MOTORISTS are causing fresh danger at a junction by blatantly ignoring new safety measures – after a three-year campaign by residents to end the hazard.

Villagers, who fear that someone will be killed at the blackspot, are astonished that drivers are flouting the new yellow lines and are to ask police to take action and issue tickets.

The new parking restrictions have been put in place to improve visibility for drivers near the historic twin Trimley churches and came into force this month.

Trimley St Mary parish councillor Peter Newman – one of those who campaigned long and hard for the measures – said a number of motorists were parking on the yellow lines and it was not good enough.

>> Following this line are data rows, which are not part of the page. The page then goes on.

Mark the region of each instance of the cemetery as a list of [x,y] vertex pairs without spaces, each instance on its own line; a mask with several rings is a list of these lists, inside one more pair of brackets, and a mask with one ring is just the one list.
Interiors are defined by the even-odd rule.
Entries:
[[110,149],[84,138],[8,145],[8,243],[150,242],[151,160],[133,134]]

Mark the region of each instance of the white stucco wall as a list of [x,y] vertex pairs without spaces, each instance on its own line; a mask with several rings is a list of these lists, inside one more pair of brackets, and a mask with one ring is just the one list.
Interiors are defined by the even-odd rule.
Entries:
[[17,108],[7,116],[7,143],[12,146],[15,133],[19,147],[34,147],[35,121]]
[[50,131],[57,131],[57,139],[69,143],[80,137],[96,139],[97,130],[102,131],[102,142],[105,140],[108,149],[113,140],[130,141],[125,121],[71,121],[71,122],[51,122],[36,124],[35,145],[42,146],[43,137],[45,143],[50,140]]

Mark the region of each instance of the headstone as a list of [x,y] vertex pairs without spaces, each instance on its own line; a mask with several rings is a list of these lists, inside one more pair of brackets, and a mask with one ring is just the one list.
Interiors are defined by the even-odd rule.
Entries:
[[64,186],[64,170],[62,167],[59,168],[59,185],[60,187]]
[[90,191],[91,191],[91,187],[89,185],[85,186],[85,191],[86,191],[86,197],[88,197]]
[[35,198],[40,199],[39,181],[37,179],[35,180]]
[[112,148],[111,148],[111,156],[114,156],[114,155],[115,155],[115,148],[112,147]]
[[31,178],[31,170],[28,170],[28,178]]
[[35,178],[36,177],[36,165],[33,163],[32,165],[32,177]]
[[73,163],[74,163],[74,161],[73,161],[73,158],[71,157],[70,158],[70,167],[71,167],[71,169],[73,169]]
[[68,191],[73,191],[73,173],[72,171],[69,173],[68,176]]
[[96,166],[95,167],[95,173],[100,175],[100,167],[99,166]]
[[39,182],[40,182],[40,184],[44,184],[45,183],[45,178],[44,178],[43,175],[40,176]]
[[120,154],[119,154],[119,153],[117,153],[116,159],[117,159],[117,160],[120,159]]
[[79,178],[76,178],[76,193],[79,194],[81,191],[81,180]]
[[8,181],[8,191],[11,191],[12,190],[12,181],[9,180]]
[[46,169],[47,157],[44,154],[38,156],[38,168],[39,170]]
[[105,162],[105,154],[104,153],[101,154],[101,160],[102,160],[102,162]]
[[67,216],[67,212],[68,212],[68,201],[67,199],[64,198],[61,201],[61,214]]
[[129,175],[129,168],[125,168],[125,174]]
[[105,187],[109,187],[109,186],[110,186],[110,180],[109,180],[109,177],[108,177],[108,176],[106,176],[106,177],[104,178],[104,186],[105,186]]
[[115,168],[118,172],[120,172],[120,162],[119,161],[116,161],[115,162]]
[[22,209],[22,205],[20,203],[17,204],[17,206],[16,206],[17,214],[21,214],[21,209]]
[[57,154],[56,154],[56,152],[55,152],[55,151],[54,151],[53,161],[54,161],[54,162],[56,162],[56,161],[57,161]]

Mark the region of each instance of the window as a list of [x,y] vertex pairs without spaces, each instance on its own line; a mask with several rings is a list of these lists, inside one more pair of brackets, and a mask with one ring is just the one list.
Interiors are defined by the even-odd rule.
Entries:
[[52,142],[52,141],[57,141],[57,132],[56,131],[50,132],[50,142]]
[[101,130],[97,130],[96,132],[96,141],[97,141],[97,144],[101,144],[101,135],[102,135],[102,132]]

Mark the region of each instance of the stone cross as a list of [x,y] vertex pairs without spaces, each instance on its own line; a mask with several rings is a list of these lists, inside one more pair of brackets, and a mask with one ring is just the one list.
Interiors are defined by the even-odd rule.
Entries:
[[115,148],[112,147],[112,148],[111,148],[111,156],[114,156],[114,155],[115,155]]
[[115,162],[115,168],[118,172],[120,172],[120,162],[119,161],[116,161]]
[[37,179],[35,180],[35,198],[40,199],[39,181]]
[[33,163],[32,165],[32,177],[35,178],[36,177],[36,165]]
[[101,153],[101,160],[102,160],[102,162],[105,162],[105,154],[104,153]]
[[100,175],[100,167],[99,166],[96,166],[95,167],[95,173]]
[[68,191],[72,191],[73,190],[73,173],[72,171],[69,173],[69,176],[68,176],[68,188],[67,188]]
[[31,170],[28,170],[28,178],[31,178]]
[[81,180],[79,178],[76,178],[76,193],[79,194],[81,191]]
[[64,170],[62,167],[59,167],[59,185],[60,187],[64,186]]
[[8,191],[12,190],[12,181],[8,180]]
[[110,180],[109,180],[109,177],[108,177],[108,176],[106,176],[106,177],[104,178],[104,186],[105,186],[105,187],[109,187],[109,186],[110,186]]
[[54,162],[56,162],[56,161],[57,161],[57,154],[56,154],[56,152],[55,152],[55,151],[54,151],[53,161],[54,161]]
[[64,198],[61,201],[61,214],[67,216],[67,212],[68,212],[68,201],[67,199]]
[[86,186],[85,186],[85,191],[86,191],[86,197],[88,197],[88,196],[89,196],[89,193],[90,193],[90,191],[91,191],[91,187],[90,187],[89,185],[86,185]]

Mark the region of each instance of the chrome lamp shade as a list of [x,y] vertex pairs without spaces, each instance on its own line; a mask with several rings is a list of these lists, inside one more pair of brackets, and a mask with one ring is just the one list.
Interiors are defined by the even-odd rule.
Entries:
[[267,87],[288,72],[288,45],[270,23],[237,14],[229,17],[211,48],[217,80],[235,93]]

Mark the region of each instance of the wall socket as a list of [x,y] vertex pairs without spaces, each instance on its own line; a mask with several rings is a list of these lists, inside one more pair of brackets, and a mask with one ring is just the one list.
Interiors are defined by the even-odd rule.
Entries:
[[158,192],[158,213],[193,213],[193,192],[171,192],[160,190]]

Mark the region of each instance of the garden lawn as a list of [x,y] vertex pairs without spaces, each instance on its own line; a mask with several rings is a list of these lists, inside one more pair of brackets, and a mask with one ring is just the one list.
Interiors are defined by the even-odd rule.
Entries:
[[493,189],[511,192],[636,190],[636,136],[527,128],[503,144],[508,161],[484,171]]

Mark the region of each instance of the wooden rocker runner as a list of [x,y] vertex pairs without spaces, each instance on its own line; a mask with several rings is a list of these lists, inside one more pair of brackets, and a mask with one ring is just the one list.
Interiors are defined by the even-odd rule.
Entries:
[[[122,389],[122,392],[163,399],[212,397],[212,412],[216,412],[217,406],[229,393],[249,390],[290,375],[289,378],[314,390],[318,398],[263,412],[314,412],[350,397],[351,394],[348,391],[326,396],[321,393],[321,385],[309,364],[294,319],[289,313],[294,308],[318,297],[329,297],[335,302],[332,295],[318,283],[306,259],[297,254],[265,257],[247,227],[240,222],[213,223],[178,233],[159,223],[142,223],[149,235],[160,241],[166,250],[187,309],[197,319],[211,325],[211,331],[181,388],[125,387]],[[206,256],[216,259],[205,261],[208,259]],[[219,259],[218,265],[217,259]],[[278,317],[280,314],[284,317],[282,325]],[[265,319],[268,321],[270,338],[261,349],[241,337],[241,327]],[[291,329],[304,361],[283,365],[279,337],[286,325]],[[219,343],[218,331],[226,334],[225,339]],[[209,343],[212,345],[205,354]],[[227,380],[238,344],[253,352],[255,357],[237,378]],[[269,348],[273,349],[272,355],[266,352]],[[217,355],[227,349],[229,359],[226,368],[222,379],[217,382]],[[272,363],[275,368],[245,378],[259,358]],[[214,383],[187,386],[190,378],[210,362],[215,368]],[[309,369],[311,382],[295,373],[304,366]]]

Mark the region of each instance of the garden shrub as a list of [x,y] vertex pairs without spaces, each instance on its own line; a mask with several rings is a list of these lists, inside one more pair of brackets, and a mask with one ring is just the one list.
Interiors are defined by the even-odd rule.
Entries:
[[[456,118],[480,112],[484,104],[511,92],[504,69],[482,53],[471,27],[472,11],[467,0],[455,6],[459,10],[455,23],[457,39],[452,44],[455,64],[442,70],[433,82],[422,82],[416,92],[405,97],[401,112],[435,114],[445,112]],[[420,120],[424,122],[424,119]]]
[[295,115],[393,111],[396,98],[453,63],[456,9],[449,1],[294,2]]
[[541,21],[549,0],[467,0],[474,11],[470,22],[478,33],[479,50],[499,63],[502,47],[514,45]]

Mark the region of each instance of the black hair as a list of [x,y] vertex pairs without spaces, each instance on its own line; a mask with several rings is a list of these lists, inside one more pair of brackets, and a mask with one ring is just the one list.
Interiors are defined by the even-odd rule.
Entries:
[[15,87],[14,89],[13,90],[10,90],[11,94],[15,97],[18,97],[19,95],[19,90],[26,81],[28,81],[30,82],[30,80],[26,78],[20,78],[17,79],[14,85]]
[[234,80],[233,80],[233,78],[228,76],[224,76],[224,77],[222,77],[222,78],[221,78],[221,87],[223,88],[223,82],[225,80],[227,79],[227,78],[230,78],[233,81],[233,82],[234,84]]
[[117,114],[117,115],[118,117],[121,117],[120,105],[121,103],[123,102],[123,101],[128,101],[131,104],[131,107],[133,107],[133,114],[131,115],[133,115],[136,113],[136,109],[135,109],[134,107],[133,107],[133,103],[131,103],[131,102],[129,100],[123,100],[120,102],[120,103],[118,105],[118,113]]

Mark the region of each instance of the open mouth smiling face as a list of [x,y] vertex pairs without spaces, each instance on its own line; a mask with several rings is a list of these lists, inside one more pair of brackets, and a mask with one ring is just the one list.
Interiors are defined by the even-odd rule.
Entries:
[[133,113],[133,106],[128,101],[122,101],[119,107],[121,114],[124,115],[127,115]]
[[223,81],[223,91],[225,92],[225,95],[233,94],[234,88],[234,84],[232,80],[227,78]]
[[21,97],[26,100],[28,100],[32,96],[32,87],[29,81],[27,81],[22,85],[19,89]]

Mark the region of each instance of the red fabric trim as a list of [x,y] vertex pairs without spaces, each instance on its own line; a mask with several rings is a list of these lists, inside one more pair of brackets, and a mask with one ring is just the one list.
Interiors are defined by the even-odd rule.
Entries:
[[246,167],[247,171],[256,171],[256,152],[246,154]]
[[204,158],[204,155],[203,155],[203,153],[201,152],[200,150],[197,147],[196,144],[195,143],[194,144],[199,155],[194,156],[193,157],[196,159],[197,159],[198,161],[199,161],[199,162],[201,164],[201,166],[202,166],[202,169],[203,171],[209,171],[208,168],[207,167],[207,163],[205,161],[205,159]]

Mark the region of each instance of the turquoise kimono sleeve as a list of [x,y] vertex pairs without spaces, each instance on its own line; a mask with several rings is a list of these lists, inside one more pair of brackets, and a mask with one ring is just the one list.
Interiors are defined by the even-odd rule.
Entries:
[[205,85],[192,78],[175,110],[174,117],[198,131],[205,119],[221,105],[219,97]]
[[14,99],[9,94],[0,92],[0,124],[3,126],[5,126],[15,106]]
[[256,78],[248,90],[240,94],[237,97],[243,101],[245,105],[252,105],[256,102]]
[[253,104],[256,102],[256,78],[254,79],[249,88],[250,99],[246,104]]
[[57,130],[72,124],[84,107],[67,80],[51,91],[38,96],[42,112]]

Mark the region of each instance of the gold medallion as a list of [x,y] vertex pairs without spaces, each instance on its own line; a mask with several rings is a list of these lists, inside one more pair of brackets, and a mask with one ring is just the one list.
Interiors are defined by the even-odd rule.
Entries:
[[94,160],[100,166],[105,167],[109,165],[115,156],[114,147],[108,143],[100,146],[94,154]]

"They are parking there and just nipping into the shop to get a paper or sweets and quite frankly it's not on," he said.

"These yellow lines have been put there for a safety purpose and those people who park on them are destroying the safety aspect.

"If people keep off the lines, then every driver coming out of Church Lane should be able to see traffic from the right. If a driver comes out and cars are parked on those lines, there will be more accidents.

"I know it only takes a couple of minutes to buy a paper, but how does it take to have an accident? The risk is still there."

People could still park in High Road outside the churches on the Felixstowe side of the Church Lane junction, and it was only a matter of walking an extra 30 yards to the post office and stores.

New yellow lines have been put in place on both sides of High Road in order to try to stop people parking close to the junction and increase visibility for drivers pulling right out of Church Lane, but it has cut parking for the shop.

Parish councillors launched a campaign for action to make the junction safer after complaints that parking at the shop was causing problems.

While councillors were concerned that the viability of the store was not harmed as it is vital to the community, the junction was "an accident waiting to happen".

There had been many close shaves as drivers edged out into the centre of High Road to see if it was clear or whether cars were overtaking those parked.

A number of schemes were looked at, including specially-placed mirrors and turning restrictions, but it was felt the lines were best.

There has been great frustration at how long it has taken since the campaign began in 1999 to get the scheme, and at one point Mr Newman threatened to paint the lines himself after council officials said they would be too expensive to put down.